A abertura da Copa do Mundo de 2026, realizada nessa quinta-feira (11), foi antecedida por uma série de denúncias envolvendo restrições migratórias, abordagens consideradas discriminatórias e dificuldades enfrentadas por delegações e torcedores estrangeiros nos Estados Unidos, principal sede do torneio ao lado de México e Canadá.
As críticas ganharam força após declarações do presidente dos Estados Unidos, Donald Trump, que afirmou que o governo trabalha para garantir a entrada das “pessoas certas” no país durante a competição. A fala ocorreu em meio a relatos de vistos negados, longos processos de inspeção e interrogatórios direcionados principalmente a visitantes oriundos da África e do Oriente Médio.
Entre os casos relatados estão as revistas realizadas com integrantes das delegações de Senegal e Uzbequistão logo após o desembarque em aeroportos norte-americanos.

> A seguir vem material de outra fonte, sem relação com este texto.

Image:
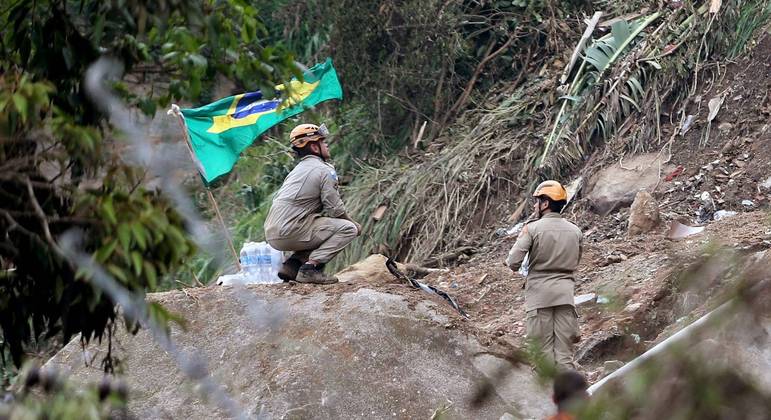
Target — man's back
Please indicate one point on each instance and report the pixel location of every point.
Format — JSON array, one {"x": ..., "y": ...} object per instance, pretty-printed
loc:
[
  {"x": 310, "y": 188},
  {"x": 554, "y": 248}
]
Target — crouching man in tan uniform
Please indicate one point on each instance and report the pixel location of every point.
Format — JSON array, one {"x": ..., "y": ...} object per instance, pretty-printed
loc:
[
  {"x": 307, "y": 216},
  {"x": 554, "y": 248}
]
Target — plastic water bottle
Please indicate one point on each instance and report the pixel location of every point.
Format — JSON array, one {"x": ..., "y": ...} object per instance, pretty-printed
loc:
[
  {"x": 244, "y": 258},
  {"x": 254, "y": 260},
  {"x": 261, "y": 266},
  {"x": 276, "y": 259}
]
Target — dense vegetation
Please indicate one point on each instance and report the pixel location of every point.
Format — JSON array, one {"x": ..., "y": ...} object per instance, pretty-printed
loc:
[
  {"x": 61, "y": 167},
  {"x": 451, "y": 109}
]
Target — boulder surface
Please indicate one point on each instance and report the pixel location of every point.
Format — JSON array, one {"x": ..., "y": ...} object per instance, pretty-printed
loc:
[{"x": 341, "y": 351}]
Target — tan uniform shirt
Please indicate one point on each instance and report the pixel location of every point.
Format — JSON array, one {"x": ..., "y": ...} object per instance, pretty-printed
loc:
[
  {"x": 309, "y": 190},
  {"x": 554, "y": 245}
]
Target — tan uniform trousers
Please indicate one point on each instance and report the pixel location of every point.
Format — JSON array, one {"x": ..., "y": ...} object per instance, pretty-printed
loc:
[
  {"x": 328, "y": 237},
  {"x": 555, "y": 329}
]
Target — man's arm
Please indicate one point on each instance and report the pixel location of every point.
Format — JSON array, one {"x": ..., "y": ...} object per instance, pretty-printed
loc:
[
  {"x": 519, "y": 250},
  {"x": 330, "y": 196},
  {"x": 330, "y": 199}
]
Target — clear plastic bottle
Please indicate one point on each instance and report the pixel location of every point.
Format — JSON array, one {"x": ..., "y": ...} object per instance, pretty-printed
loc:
[
  {"x": 244, "y": 258},
  {"x": 260, "y": 265},
  {"x": 276, "y": 259},
  {"x": 251, "y": 270}
]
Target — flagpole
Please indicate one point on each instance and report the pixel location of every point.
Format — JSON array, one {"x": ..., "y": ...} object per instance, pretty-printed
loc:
[{"x": 175, "y": 110}]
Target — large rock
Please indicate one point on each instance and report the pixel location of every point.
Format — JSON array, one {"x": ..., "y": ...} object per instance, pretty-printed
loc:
[
  {"x": 644, "y": 214},
  {"x": 340, "y": 351},
  {"x": 616, "y": 186}
]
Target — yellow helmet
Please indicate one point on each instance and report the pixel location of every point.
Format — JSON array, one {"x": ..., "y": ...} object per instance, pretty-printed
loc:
[
  {"x": 305, "y": 133},
  {"x": 551, "y": 189}
]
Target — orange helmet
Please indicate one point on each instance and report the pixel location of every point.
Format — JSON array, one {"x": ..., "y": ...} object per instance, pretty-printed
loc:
[
  {"x": 305, "y": 133},
  {"x": 551, "y": 189}
]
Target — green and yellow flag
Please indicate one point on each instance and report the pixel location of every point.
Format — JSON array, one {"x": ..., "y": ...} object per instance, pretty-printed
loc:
[{"x": 221, "y": 130}]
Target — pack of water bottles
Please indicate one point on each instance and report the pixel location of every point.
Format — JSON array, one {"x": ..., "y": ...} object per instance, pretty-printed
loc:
[{"x": 259, "y": 264}]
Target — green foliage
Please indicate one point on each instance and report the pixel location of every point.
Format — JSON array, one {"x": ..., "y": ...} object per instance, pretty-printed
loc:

Imagens compartilhadas nas redes sociais mostram atletas submetidos a inspeções com detectores de metal e cães farejadores ainda nas áreas de chegada.
A Federação de Futebol do Irã também protestou contra a retirada da cota de ingressos destinada a seus torcedores, medida que, segundo a entidade, contraria regras estabelecidas pela FIFA para a distribuição de entradas entre as seleções participantes.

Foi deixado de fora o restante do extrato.